Nous croyons fermement que la voie que nous prenons est profitable à notre communauté, et nous demandons votre soutien pour la suite. Nos musiciens et musiciennes sont pour la grande majorité formés dans les établissements québécois. La fragilisation de l’enseignement musical dans nos écoles publiques aurait un effet négatif palpable, non seulement sur le développement psycho-social des enfants et des adolescents d’aujourd’hui, mais également sur la prochaine génération de musiciens et de mélomanes qui définiront la culture québécoise et ses valeurs démocratiques.

À l’instar des organisations culturelles qui ont été appelées à se réinventer et qui ont prouvé, comme l’a fait l’OM, qu’il est possible de s’adapter en contexte de pandémie, je suis convaincu que des solutions existent et je mets à votre disposition mon équipe pour en discuter constructivement.

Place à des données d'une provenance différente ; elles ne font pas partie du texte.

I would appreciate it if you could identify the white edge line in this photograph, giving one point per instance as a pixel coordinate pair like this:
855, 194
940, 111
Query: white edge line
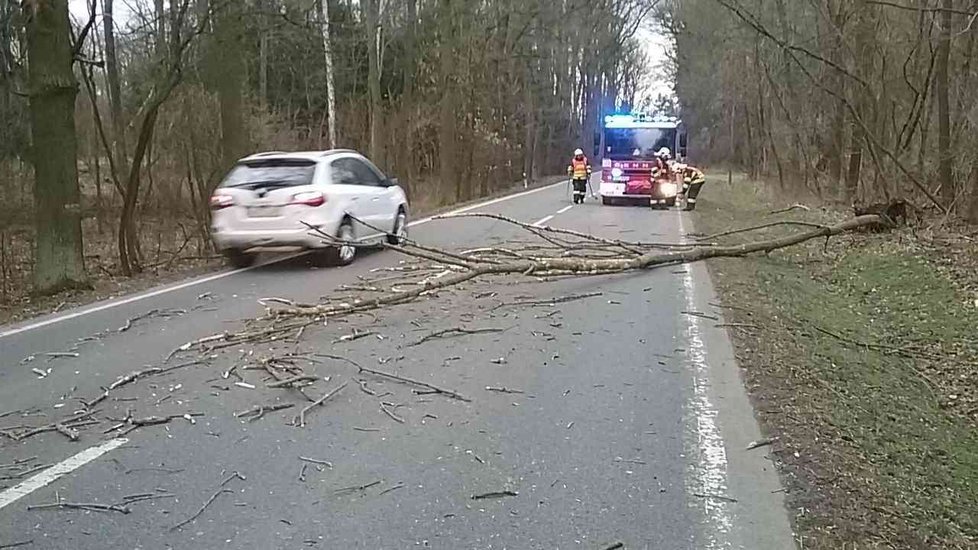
542, 221
216, 276
66, 466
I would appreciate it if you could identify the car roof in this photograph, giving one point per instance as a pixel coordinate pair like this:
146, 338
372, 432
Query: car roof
305, 155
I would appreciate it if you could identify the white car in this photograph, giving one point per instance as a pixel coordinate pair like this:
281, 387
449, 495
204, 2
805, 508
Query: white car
276, 200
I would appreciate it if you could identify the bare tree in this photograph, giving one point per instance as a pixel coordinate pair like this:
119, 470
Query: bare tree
59, 263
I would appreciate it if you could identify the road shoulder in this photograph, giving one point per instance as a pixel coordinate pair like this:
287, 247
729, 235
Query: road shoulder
855, 354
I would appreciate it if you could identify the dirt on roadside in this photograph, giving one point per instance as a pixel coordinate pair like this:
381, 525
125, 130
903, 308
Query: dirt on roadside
860, 356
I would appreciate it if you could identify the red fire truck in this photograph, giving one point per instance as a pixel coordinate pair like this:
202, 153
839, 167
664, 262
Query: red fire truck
628, 147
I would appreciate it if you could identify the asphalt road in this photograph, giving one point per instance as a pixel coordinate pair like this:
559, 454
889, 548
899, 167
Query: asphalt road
626, 421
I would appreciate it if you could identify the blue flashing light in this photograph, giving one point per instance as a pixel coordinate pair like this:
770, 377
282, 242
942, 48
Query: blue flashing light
619, 119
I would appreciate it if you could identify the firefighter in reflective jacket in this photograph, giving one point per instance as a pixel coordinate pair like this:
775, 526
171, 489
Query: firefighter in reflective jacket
693, 180
579, 170
662, 169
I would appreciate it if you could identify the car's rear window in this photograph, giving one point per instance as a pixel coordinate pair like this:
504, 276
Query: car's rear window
271, 172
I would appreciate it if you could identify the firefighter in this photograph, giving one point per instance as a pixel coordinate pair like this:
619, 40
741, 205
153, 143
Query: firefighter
579, 170
693, 180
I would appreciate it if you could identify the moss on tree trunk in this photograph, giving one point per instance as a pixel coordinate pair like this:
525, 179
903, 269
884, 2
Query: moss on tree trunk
59, 262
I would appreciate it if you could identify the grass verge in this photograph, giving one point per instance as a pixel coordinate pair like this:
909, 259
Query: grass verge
860, 355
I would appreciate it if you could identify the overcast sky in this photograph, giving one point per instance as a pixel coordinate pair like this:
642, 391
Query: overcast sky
655, 44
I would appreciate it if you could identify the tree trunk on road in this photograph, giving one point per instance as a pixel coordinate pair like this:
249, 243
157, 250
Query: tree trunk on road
372, 18
447, 121
230, 82
945, 159
115, 90
59, 262
330, 79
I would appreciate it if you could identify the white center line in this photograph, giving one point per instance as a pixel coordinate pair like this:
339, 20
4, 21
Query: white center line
542, 221
67, 466
194, 282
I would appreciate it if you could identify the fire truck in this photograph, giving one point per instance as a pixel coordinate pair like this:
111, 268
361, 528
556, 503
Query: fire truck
628, 144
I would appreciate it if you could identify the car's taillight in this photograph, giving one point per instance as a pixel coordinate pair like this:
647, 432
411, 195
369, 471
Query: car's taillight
309, 198
219, 201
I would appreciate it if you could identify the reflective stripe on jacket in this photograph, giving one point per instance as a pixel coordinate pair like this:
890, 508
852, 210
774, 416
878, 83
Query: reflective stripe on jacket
579, 169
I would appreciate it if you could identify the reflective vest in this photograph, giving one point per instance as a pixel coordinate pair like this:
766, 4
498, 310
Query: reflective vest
693, 175
579, 169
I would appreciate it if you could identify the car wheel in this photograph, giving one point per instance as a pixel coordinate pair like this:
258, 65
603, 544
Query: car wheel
239, 258
343, 254
398, 236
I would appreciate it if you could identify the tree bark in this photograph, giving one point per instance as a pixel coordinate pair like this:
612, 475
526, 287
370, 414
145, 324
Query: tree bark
945, 159
372, 20
58, 261
862, 52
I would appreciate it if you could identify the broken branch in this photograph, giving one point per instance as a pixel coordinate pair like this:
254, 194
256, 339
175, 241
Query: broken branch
432, 387
300, 420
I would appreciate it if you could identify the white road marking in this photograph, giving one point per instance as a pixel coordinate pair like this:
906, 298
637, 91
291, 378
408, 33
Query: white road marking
487, 203
66, 466
194, 282
709, 469
542, 221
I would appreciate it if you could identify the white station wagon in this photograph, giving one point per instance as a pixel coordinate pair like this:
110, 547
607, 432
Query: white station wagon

Je joins donc ma voix aux enseignants et vous demande, Monsieur le Ministre, d’être à l’écoute du milieu, de lui donner les moyens et de mobiliser avec lui des solutions concrètes et sécuritaires pour assurer la poursuite d’un enseignement musical de qualité dans les écoles du Québec. 


 
2 commentaires
  • Jean-Pierre Lamontagne - Abonné 15 août 2020 08 h 24

    Espérons une oreille attentive...

    J'adhère à l'ensemble de votre argumentaire et souhaite sincèrement que vous soyez entendu pour le bien de tous les jeunes et pour notre bien à tous.

    Je vous remercie d'avoir pris la parole.

    Jean-Pierre Lamontagne
    Retraité

  • Patrice Soucy - Abonné 15 août 2020 08 h 46

    Les calculs de la coquille sèche

    Je ne suis pas si certain qu’il s’agisse d’un art rassembleur. Si je me souviens bien du secondaire, les genres musicaux servaient aussi bien à marquer le territoire des différentes tribus adolescentes… Prolongement naturel de la parade amoureuse, nécessaire accompagnement de ses peines et tourments, il faut avoir tout oublié de sa jeunesse pour ne pas voir à quel point la musique est le premier des arts, le plus fort, l’indispensable. A moins de s’être réduit à une coquille sêche qui cogne entre les murs d’un bureau, on ne fait pas de calcul avec les sentiments. On enseigne la musique parce qu’il le faut. Parce que l’air doit vibrer et se maitriser. Parce que vous êtes et devez.